Wie kommt man zu einem solchen – anderen, qualitativ neuen – Ergebnis? Es braucht, ich sagte es schon: Nachdenken. Und Kreativität. Und Mut zur Innovation. Es braucht, anders gesagt: das genuin Menschliche.

Konfliktlösung im Kontext des Digitalen

In unseren digitalen Zeiten lautet eine nicht selten gestellte Frage: Wo werden uns die Maschinen die Arbeit abnehmen – uns möglicherweise verdrängen? Was an Tätigkeiten in Familie, Wirtschaft, Gesellschaft und Politik ist durch Algorithmen substituierbar?

Kuhhandel, Feilschen und Schachern um Prozentpunkte – zwischen sechs und drei die Mitte von viereinhalb Prozent zu errechnen –, all das ist von Informationstechnologien schneller, besser, effektiver bewerkstelligt als von uns Menschen. In dieser Hinsicht sind wir ersetzbar. Nicht ersetzbar sind wir indes dort, wo es um tiefes Verständnis und um tatsächliche Kreativität geht. Darum, aufzuspüren, was die wirklichen Anliegen hinter den Positionen sind. Und herauszufinden, welche vielleicht gänzlich neue, bisher nicht bedachte Option in diesem Fall sinnvoll sein könnte. Genau hier liegen menschliche »Alleinstellungsmerkmale«. Agile, algorithmische »Deep-learning-Verhandlungsführer« kommen an ihre Grenzen, wo es nicht um die Errechnung eines Kompromisses, sondern um die Kreation neuer Optionen geht. Hier ist der Mensch der Technik überlegen – vorausgesetzt, er weiß, worüber er verhandelt, er ist nicht zu faul, um selbst zu denken, und versteht seinen Verhandlungspartner. Dann ist ihm die Alternative zum Kompromiss möglich: der Konsens.

Konsens bedeutet, dem Wortursprung nach: »gemeinsamen Sinnes«. Hier sehe ich im digitalen Wandel die Forderung und Aufforderung an uns Menschen: Konsensbereitschaft und -suche als gesellschaftlichen Auftrag und menschliche Verantwortung zu begreifen. Und uns hierbei besondere Mühe zu geben, einen Unterschied zu machen, wo auch einer ist.

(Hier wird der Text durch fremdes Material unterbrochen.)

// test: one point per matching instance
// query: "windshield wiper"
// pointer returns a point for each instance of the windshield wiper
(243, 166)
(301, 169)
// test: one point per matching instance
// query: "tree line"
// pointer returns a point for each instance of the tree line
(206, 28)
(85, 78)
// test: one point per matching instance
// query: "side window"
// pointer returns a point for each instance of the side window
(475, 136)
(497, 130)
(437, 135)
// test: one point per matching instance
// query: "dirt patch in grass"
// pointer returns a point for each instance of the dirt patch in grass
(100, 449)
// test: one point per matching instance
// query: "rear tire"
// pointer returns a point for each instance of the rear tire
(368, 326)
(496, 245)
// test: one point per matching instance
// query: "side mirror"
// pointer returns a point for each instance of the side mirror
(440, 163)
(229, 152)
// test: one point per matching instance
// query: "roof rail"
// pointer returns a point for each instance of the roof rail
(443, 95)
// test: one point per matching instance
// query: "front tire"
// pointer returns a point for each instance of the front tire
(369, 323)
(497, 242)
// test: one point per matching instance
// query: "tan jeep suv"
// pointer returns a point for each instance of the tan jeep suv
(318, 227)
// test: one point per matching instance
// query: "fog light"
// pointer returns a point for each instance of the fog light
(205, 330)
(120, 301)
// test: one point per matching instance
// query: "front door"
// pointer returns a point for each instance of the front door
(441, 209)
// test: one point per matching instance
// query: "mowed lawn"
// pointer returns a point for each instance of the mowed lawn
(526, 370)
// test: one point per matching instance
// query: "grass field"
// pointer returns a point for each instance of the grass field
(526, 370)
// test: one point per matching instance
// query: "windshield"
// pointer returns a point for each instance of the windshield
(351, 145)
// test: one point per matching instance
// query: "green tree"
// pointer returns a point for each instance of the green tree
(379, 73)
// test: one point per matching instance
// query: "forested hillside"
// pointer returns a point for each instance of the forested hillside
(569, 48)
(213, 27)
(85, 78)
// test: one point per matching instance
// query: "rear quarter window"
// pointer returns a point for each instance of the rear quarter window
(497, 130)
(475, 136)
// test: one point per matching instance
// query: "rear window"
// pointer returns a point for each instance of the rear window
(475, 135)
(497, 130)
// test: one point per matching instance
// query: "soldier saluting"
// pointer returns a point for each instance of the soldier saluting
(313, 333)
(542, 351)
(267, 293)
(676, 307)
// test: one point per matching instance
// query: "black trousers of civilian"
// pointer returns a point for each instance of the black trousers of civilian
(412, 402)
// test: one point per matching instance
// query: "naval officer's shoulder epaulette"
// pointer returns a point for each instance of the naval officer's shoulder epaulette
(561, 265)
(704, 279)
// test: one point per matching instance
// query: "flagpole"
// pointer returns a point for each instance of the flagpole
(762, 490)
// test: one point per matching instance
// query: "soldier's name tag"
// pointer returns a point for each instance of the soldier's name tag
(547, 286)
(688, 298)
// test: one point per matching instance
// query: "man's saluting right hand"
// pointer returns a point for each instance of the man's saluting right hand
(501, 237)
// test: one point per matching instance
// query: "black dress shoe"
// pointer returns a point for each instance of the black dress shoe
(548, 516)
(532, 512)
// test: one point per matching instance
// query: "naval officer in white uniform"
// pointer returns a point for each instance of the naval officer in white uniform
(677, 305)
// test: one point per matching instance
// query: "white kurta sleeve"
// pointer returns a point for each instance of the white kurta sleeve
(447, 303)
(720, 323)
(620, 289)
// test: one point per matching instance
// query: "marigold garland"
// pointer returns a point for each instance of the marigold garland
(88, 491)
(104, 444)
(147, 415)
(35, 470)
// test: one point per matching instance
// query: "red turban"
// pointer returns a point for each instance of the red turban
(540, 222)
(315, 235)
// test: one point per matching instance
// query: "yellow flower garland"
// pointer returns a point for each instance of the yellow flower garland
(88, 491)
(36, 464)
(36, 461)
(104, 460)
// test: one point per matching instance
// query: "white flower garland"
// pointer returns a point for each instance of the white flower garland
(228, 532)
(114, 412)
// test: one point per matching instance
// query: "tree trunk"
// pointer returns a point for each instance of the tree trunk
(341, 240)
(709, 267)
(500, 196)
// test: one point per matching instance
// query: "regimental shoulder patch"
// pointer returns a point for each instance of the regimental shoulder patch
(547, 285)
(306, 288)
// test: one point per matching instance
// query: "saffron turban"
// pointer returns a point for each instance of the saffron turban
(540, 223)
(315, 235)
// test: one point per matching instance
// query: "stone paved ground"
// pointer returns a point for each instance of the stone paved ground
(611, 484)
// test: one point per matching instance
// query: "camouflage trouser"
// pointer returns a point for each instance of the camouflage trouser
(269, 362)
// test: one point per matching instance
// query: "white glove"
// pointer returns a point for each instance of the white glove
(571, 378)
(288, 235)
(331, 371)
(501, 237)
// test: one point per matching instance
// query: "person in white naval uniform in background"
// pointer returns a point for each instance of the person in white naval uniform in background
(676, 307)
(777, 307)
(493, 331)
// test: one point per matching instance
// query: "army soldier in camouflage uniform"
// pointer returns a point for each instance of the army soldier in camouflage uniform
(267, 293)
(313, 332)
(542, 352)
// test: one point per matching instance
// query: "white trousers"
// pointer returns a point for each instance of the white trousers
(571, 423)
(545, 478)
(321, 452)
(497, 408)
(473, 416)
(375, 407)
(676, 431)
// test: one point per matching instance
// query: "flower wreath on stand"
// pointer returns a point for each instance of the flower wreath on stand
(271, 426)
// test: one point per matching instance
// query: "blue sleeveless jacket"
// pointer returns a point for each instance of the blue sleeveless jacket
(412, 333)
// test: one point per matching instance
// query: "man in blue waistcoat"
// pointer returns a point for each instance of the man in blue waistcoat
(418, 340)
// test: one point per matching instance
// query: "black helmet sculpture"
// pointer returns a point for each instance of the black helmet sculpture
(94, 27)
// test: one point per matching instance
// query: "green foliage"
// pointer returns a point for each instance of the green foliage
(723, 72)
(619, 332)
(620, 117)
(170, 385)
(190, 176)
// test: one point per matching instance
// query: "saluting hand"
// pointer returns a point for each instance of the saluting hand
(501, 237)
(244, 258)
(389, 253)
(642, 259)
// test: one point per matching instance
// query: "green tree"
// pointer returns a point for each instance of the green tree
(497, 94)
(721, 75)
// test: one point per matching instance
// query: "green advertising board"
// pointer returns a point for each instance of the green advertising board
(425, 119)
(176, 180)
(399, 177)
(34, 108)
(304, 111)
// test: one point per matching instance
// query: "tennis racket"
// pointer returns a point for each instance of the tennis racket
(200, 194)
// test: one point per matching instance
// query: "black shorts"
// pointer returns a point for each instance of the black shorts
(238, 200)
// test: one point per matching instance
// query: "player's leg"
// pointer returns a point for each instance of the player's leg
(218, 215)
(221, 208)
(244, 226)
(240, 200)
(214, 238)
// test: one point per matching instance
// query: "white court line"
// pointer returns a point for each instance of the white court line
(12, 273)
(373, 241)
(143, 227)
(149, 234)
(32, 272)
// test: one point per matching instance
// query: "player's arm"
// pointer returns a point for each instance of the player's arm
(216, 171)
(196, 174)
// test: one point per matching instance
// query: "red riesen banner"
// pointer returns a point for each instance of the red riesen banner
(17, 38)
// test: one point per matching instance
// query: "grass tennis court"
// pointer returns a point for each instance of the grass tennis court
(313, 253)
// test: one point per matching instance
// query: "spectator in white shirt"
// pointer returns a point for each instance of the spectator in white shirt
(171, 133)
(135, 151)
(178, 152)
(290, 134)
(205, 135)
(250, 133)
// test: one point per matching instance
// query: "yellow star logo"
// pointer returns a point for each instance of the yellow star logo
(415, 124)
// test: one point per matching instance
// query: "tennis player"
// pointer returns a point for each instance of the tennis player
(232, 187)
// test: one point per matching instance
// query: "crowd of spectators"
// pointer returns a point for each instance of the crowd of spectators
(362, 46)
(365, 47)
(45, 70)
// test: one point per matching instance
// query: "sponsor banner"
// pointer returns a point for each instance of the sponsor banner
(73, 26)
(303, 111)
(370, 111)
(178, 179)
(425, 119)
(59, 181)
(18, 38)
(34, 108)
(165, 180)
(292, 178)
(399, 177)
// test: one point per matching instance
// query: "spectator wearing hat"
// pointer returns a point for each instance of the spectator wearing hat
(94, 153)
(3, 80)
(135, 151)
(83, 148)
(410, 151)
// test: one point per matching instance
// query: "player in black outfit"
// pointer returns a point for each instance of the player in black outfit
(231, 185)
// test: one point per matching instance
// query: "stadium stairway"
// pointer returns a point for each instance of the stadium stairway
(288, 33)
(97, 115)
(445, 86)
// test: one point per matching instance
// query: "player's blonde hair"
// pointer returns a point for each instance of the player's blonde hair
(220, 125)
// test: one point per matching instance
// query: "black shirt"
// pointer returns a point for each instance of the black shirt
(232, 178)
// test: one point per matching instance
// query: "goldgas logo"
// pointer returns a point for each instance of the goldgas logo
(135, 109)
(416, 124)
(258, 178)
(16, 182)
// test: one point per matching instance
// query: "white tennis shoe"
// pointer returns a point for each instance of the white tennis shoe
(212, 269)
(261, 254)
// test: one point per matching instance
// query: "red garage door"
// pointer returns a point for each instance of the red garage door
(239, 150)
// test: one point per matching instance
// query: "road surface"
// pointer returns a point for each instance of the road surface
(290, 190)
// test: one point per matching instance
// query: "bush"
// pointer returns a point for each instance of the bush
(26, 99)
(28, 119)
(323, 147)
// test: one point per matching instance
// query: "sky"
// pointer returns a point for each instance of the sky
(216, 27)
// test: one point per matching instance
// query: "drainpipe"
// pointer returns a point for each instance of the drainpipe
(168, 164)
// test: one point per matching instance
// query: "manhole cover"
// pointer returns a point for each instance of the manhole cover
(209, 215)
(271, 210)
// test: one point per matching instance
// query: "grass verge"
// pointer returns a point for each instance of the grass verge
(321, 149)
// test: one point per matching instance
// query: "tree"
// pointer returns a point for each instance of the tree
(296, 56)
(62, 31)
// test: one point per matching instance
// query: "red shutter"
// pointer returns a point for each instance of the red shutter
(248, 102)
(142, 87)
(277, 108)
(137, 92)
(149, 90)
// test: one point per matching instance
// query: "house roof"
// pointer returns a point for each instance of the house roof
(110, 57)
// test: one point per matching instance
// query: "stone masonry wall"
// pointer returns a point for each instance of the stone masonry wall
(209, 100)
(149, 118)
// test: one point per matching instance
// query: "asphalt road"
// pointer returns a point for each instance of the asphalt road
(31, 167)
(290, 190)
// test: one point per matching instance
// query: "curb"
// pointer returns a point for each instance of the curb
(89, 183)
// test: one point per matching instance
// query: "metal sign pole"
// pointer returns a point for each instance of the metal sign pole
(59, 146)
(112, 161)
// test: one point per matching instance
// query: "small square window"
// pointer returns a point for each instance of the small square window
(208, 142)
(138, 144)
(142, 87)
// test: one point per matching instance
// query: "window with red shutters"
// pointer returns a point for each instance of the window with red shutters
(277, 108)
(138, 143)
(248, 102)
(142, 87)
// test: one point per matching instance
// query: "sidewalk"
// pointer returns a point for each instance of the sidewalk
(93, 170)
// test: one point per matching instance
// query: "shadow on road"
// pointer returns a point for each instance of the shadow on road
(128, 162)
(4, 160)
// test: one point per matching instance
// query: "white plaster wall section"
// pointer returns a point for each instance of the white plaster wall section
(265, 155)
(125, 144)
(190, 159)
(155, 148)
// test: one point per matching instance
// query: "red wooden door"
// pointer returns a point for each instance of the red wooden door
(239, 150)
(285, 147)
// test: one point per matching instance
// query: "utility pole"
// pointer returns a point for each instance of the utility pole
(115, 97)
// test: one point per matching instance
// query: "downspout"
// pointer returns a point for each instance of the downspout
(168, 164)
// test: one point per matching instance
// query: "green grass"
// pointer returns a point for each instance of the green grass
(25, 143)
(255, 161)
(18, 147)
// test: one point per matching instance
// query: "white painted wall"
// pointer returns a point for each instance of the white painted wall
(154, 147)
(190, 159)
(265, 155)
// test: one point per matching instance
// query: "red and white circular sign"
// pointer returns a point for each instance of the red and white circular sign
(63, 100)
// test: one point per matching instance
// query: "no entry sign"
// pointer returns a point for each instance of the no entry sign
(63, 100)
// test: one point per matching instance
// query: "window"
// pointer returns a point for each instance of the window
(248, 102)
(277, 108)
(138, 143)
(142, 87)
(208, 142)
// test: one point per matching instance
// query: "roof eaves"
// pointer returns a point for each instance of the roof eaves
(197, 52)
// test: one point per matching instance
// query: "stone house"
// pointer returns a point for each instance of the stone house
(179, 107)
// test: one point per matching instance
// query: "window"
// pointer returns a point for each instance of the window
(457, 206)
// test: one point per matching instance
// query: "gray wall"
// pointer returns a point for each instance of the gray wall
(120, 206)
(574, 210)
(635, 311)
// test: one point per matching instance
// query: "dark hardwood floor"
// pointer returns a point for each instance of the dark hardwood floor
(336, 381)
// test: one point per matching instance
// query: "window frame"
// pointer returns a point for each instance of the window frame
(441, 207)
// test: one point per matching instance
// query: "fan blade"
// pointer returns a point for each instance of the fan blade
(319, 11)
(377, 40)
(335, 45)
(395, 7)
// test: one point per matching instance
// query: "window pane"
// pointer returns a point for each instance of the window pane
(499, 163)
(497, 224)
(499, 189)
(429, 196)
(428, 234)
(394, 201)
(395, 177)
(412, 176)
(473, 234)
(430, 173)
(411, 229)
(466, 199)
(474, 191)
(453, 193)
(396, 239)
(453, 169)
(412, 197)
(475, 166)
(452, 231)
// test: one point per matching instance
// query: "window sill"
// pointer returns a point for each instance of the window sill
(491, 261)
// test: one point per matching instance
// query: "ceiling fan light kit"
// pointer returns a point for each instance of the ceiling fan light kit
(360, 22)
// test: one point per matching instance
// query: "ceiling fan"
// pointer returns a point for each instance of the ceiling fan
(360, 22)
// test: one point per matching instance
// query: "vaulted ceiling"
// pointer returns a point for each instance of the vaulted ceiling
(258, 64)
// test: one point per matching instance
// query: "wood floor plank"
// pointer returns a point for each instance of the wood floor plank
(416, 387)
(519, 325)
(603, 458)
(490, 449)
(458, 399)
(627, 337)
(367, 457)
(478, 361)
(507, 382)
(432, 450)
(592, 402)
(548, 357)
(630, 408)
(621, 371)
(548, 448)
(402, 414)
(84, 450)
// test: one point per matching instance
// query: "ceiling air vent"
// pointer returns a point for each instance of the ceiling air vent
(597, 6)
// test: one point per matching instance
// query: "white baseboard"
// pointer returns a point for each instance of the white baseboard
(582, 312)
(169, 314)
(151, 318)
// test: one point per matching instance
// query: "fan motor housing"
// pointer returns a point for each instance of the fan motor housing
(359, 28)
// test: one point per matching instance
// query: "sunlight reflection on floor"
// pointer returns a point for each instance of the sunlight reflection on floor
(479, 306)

Zu dieser Verantwortung gehört dann sicherlich auch: Ambivalenzen auszuhalten. Nicht jeder Interessenkonflikt ist lösbar; nicht jede Divergenz kann in einen Konsens münden. Wenn ein solcher nicht zu erzielen ist, dann können beispielsweise gerade dauerhafte Beziehungen davon profitieren, dass nicht etwa um jeden Preis Zugeständnisse eingefordert und ein Kompromiss angestrebt wird, sondern sie profitieren schlicht auch einmal vom: Einlenken. Nachgeben. Nachgeben hat zu tun mit: Geben! Und darin liegt, bei einem menschlichen Gegenüber, eine Chance, vielleicht beim nächsten Mal auch etwas zu bekommen: das eigene Anliegen realisiert zu bekommen. Eine Garantie dafür gibt es nicht; denn wir sprechen hier – wohlgemerkt – nicht über einen aus wohlberechneten Zugeständnissen hervorgegangenen Kompromiss. Sondern wir sprechen über den Grund und Boden aus Vertrautheit, Wohlwollen und Güte, auf dem unser Miteinander gerade auch dank unterschiedlicher und genuin neuer Erfahrungen und Anliegen gedeiht. Insofern: Der Kompromiss ist sicher nicht die einzige und vor allem vielfach nicht die erstrebenswerte Lösung. Stattdessen: Wagen wir es. Wagen wir, den Konsens zu suchen. Denkend, fragend, mutig, kreativ – eben: menschlich.